• 6 mars 2026
  • N'Djamena

FTFA : Recruter un sélectionneur suffit-il pour relever les SAO ?

FTFA : Recruter un sélectionneur suffit-il pour relever les SAO ?

La Fédération Tchadienne de Football Association (FTFA) a lancé, le 1er juillet 2025, un appel à candidatures pour recruter un nouveau sélectionneur des SAO, l’équipe nationale senior. Un poste de prestige, mais aussi un véritable casse-tête. Car derrière cette annonce se cache une réalité bien plus complexe que la simple désignation d’un technicien.

La FTFA recherche un profil idéal, « un entraîneur expérimenté, passionné, visionnaire, capable à lui seul de bâtir une équipe compétitive, de développer les talents locaux et de hisser le football tchadien au sommet du continent, voire au-delà », selon le document. Une ambition légitime, mais largement irréaliste si elle repose uniquement sur les épaules d’un seul homme.

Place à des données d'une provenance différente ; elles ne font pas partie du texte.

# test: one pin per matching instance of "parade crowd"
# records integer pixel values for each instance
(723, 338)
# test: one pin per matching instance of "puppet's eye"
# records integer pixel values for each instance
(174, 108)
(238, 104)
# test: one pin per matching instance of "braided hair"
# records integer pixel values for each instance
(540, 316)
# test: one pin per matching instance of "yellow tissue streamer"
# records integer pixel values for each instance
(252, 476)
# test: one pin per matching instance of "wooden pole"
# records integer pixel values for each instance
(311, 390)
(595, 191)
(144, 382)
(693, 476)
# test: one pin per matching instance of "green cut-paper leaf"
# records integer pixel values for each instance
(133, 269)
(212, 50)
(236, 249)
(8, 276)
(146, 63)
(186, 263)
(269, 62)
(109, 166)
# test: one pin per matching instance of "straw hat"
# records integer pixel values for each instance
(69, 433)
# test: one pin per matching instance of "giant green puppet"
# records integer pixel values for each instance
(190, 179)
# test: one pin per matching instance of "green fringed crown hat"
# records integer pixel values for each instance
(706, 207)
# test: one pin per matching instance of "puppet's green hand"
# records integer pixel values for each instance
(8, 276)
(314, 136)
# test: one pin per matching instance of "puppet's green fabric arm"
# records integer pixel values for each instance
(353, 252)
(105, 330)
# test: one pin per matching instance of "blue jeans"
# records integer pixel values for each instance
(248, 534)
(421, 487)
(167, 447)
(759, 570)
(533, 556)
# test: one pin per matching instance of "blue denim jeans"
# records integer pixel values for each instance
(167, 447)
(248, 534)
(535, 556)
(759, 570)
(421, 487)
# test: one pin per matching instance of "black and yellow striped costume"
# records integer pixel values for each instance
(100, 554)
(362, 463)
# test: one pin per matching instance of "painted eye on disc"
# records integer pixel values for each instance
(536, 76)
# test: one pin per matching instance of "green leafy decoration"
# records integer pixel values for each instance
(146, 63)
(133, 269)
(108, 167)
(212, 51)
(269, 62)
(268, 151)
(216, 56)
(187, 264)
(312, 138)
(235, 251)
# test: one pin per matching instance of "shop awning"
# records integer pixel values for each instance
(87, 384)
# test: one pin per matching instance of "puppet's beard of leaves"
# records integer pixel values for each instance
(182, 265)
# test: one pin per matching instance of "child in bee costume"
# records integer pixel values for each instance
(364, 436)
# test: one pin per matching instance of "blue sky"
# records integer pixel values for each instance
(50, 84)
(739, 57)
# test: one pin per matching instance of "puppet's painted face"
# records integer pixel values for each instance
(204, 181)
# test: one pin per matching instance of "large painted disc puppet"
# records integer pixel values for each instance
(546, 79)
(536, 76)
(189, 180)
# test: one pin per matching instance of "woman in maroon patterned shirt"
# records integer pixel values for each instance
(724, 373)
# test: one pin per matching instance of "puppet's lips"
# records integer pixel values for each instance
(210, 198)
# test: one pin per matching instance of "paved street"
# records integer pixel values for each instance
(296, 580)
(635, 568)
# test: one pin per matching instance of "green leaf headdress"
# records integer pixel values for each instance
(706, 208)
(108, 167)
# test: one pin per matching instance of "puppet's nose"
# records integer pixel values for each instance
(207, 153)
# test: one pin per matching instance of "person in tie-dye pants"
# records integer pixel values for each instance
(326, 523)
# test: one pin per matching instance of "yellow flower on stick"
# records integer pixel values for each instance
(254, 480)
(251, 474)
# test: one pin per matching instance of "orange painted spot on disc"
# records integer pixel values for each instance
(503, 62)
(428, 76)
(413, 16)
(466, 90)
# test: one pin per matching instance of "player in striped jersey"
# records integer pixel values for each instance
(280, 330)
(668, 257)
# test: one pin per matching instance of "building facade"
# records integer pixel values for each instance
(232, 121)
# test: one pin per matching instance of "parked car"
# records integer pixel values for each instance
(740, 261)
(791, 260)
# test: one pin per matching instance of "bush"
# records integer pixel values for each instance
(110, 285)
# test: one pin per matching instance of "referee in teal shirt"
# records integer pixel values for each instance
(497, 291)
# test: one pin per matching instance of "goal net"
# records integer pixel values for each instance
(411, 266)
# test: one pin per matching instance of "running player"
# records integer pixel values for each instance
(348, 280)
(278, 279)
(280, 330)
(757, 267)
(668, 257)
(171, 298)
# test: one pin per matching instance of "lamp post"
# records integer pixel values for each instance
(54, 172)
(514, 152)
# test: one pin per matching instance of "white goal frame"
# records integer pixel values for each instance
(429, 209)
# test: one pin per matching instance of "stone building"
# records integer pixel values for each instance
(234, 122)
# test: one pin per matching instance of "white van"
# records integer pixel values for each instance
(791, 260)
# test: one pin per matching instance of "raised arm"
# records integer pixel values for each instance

Peut-on espérer qu’un entraîneur, aussi brillant soit-il, accomplisse cette mission titanesque dans un environnement où les moyens sont limités, les infrastructures peu développées et les talents souvent ignorés faute d’une détection structurée ? Certainement pas. Construire une équipe nationale forte nécessite bien plus qu’un bon sélectionneur. C’est un travail de longue haleine, qui implique une politique sportive cohérente, des centres de formation efficaces, un championnat national compétitif, et surtout une volonté politique claire d’investir durablement dans le football. Et c’est précisément là que se situe le véritable problème.

Le Tchad ne semble pas prêt à investir sérieusement dans son football. Le choix de chercher un « sauveur » au lieu de bâtir une stratégie nationale traduit une fuite en avant. Une vision à court terme qui risque de reproduire les échecs du passé.

Autre interrogation : pourquoi la FTFA n’a-t-elle pas associé les anciennes gloires du football tchadien à cette réflexion ? Des figures comme Nambatingué Toko, Japhet N’Doram, Maître Toro, Bébé Djaz, Samba Touré ou encore Abdoulaye Karaté, qui ont brillé sur la scène internationale, pourraient apporter leur expérience et leur regard critique pour poser les bases d’un véritable renouveau. Les ignorer, c’est passer à côté d’un patrimoine humain précieux.

Au fond, c’est toute la gouvernance du football tchadien qu’il faut repenser. Un sélectionneur ne fera pas de miracle si le système reste fragile. Il faut des réformes en profondeur, une meilleure gestion des ressources, un programme de formation ambitieux pour les jeunes et l’implication de toutes les forces vives du football tchadien. Sans cela, le football tchadien continuera d’osciller entre espoirs déçus et occasions manquées.